To evaluate the economic effects of political uncertainty, we use an event approach methodology that estimates the immediate stock market reaction to the occurrence of relevant events. Under the assumption of efficient capital markets, any new information provided by these events on the future economic perspectives of Catalan and non-Catalan Spanish firms should immediately be reflected in their stock market prices. We focus on four main events that were unanticipated or whose outcome was ex-ante uncertain: the approval of the Catalan Statute by the Spanish Parliament on May 2006; the 2010 ruling of the Constitutional Court emending the Statute; the 2017 Catalan referendum of independence, and the subsequent Catalan Parliament declaration of independence, followed by the Spanish Senate response. We measure the (abnormal) stock market reaction for Catalan and non-Catalan Spanish listed companies. Our empirical evidence suggests that Catalan firms in the tradable sectors posted negative returns after the initial approval of the Catalan Statute by the Spanish Parliament, but positive returns after the ruling of the Constitutional Court.

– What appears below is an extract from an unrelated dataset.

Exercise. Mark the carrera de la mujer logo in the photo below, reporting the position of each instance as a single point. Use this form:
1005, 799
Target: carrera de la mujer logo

The political uncertainty associated with the October 2017 events prompted even stronger stock market reactions. Large negative abnormal returns emerged for Catalan firms after the referendum. Our analysis identifies also large positive abnormal returns after the contemporaneous declaration of Catalan independence and the reaction by the Spanish Senate. As expected by the entrepreneurs, the political uncertainty associated with more autonomy and independence may be detrimental to the business environment.